In 2001, the first "World Stunt Awards" was held in Los Angeles. Presented by actor Alec Baldwin, the event had A-list stars presenting the statues to Hollywood's unsung heroes. Arnold Schwarzenegger was presented with the first "Lifetime Achievement" award. He presented the awards in 2001. The awards show hands out eight awards: Best Fight, Best Fire Stunt, Best High Work, Best Overall Stunt by a Stunt Man, Best Overall Stunt by a Stunt Woman, Best Speciality Stunt, Best Work with a Vehicle and Best Stunt Coordinator and/or 2nd Unit Director.

Shows such as "Jackass" on MTV2, Dirty Sanchez on British TV, and "Totally Outrageous Behavior" on the American G4 feature people doing outrageous stunts.

Equality in stunts

In past Hollywood movies it was common for men to double for women and White American stunt performers to double for African-American performers.
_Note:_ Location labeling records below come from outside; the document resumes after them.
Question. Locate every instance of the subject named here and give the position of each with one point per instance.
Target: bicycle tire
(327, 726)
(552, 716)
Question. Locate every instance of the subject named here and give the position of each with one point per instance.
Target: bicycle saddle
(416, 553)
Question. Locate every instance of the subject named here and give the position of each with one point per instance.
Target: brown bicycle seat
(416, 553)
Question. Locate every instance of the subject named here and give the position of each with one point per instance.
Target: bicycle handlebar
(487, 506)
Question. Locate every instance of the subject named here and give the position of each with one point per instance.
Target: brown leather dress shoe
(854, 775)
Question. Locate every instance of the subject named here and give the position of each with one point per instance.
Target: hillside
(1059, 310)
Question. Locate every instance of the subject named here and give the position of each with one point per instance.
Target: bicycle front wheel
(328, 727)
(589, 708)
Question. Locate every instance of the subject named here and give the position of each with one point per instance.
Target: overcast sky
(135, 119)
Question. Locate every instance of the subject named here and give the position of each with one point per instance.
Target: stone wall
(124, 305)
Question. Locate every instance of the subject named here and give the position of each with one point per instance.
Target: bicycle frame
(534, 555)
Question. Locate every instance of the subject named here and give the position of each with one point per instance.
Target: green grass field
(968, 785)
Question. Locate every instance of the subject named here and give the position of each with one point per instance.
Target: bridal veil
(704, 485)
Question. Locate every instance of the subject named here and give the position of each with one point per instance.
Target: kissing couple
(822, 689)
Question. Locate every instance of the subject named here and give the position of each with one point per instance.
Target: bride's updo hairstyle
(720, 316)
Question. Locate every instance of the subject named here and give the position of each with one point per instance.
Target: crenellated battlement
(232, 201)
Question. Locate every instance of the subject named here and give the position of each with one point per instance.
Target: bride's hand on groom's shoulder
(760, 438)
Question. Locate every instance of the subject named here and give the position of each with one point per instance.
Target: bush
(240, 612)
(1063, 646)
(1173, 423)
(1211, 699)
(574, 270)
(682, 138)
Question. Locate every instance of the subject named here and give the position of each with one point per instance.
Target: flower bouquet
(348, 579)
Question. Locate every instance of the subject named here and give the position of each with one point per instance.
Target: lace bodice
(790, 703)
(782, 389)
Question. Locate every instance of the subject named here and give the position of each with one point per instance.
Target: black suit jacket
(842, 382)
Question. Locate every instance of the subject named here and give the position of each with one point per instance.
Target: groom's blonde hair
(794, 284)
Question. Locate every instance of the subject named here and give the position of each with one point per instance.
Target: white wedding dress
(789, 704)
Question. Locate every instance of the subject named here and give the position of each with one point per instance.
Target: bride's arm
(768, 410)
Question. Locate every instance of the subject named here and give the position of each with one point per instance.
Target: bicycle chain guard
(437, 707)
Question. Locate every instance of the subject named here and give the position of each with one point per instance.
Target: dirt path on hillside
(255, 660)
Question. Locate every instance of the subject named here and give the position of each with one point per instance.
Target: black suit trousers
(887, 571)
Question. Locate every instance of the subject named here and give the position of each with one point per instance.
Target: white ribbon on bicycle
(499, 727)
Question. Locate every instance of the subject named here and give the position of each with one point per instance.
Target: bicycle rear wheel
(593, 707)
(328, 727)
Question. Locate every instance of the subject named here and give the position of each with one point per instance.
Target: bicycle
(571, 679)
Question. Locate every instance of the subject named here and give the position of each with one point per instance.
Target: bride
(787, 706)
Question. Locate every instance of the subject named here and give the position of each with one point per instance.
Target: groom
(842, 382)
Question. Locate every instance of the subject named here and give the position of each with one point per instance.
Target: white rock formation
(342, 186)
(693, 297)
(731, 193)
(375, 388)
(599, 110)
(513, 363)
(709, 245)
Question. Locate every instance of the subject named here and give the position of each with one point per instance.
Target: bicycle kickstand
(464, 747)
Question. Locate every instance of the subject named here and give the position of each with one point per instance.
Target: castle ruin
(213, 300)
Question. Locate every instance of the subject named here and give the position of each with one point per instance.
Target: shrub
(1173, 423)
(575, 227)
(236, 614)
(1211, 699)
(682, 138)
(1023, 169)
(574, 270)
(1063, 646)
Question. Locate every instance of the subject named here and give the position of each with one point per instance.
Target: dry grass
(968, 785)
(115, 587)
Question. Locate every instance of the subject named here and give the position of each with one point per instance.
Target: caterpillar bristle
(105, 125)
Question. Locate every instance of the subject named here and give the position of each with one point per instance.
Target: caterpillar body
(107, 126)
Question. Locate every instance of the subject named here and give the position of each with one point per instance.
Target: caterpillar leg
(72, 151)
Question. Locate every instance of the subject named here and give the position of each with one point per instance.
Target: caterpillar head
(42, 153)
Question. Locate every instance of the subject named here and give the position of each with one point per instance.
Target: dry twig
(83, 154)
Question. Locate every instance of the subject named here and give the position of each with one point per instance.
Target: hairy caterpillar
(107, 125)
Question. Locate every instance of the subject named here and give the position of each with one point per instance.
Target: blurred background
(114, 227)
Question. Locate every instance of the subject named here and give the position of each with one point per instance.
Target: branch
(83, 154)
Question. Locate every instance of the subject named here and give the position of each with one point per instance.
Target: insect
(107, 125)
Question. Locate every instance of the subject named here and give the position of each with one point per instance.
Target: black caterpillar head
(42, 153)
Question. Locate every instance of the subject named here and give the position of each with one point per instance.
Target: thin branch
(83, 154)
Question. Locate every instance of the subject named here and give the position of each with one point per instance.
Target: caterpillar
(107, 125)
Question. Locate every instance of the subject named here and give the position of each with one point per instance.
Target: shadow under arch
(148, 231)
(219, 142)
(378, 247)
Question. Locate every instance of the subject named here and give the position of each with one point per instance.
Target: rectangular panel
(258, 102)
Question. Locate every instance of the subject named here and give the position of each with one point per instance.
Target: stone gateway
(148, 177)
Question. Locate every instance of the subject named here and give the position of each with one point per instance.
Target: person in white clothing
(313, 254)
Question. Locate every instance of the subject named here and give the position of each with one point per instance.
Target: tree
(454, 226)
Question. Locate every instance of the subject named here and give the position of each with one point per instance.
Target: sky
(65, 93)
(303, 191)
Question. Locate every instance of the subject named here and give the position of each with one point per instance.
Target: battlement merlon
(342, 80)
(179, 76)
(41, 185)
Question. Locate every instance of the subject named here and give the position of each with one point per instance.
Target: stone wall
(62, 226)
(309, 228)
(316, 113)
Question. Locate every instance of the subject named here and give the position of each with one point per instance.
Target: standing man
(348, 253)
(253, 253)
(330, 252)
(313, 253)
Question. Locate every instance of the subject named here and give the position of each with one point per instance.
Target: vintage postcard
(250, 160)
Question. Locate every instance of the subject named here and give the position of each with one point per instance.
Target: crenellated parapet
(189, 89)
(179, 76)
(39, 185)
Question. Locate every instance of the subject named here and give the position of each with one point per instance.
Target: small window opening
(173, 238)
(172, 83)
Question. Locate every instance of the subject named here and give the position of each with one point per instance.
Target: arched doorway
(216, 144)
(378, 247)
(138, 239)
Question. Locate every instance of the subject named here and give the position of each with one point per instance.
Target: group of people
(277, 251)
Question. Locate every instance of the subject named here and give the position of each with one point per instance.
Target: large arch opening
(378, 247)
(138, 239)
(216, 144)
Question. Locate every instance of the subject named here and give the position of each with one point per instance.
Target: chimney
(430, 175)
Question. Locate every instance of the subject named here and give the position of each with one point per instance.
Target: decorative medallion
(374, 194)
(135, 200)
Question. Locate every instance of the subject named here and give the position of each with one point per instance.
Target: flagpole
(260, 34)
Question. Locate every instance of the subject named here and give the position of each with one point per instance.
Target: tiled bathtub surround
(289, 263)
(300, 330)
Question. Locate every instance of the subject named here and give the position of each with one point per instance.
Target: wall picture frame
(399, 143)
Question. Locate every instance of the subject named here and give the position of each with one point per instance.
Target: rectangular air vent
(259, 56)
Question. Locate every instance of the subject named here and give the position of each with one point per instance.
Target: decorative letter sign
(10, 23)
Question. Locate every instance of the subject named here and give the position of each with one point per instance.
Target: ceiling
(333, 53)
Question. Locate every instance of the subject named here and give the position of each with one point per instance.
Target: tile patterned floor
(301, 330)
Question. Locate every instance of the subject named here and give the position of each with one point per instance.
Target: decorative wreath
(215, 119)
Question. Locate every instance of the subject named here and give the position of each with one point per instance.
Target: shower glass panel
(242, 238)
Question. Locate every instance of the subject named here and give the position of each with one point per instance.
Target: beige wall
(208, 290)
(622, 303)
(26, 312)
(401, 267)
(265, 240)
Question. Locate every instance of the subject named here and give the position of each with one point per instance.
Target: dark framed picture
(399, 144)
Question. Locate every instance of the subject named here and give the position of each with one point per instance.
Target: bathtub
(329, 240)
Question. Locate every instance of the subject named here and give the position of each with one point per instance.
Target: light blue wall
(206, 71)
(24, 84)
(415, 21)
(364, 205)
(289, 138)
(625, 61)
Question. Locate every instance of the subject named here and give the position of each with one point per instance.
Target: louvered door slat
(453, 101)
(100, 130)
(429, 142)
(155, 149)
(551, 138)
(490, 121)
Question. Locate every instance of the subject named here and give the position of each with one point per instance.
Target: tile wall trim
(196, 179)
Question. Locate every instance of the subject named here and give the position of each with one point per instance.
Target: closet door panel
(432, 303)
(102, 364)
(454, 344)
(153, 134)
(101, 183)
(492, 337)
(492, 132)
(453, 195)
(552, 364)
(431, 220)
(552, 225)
Veteran stunt man David Sharpe, a man of shorter than average height, often doubled for women in movie serials of the 1930s and '40s. It is now against union rules for stunt performers to double an actor of a different gender or race unless the stunt is so dangerous that there are no other volunteers, for example when B.J. Worth doubled for the black Jamaican actor Grace Jones parachuting off the Eiffel Tower in A View to a Kill. The rise of action heroines like Angelina Jolie and African-American stars like Will Smith has offered wider opportunities for stunt performers from diverse backgrounds.

The future of stuntwork

A backlash against dangerous stunts following the death of Sonya Jones [citation needed], coinciding with developments in Computer Generated Imagery (CGI) that make such stunts unnecessary threatens to reduce stunt performers to the status of body doubles. And yet a backlash against movies that resemble video games could lead to a resurrection in pure stuntwork. Movies such as The Matrix and Mission: Impossible II have shown how CGI and stunts can be integrated for maximum effect. But - if for no other reason than safety - it is doubtful that the records established by Hooper and Sharky's Machine will be broken anytime soon.